If you wish to revel in the beauties of the tropics, minus the long voyage to South America, weeks perhaps of sea-sickness, read Chocano, who laughingly calls himself the spirit of the Andes. He has pictured, in ringing verse, this glowing, romantic continent, from which, in days of old, clipper ships, used to go back to Europe with scuppers awash with emeralds, gold, with amethysts. Reading Chocano gives the rich sensations of the tropics. It is like wandering through vast gardens filled with flaming orchids, curious in shape, amazing in color. Just so evocative is he, varied. Just so seemingly inexhaustible.

Another poet, but in the Portuguese tongue, to the south, is Machado de Assis, of the celebrated poems which all Brazilians know: Uma Creatura, Suave Mare Magno, No Alto. The sonnet which he wrote to his wife is one of the noblest in the Portuguese tongue.

Machado de Assis was telling South America of Chinese poets, translating and publishing versions of them, an half century ago. We are just getting around to it. They have kept over us of the north, the æsthetic superiority of Mediterranean peoples among whom they originated.

We are forced to admit that the outlook of Germany is vast. It is not easy to comprehend how vast. In it, individual welfare has been sacrificed as ruthlessly as the Samurai Creed sacrificed it, centuries ago, in Japan. We call this barbarism. Germany has been cut latest of the European nations by the disease, civilization. As smallpox, other ills of flesh, are more fatal in a young, fresh race, not before visited by it, so young Germany fresh from the forests, the fens, felt the disease, civilization. For her it has been most deadly.

I recall the school on the plains. School is probably too important a word. It was a few bare rooms over a business block. No building for the purpose had been put up. From the windows we could look across the Main Street into upper rooms of other buildings. These rooms had been rented to houses of ill fame. Any time we could turn from our lessons and see the painted creatures lolling in the rooms, with their lovers. They were fat, greasy, disheveled, and clad in gay, cotton Mother Hubbards.

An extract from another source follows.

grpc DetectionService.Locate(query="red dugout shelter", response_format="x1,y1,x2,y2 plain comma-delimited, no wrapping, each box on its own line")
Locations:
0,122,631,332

Beneath one of these houses there was a saloon. From the windows we could look over tops of screens that cut the too plain view from the sidewalk, and see Greasers, Indians, the stragglers of the plains, drinking, gambling. They quarreled frequently. Occasionally they fought with knives, with pistols. But the thrust of a knife that killed, in the lonely silence of the circling prairie was unimportant.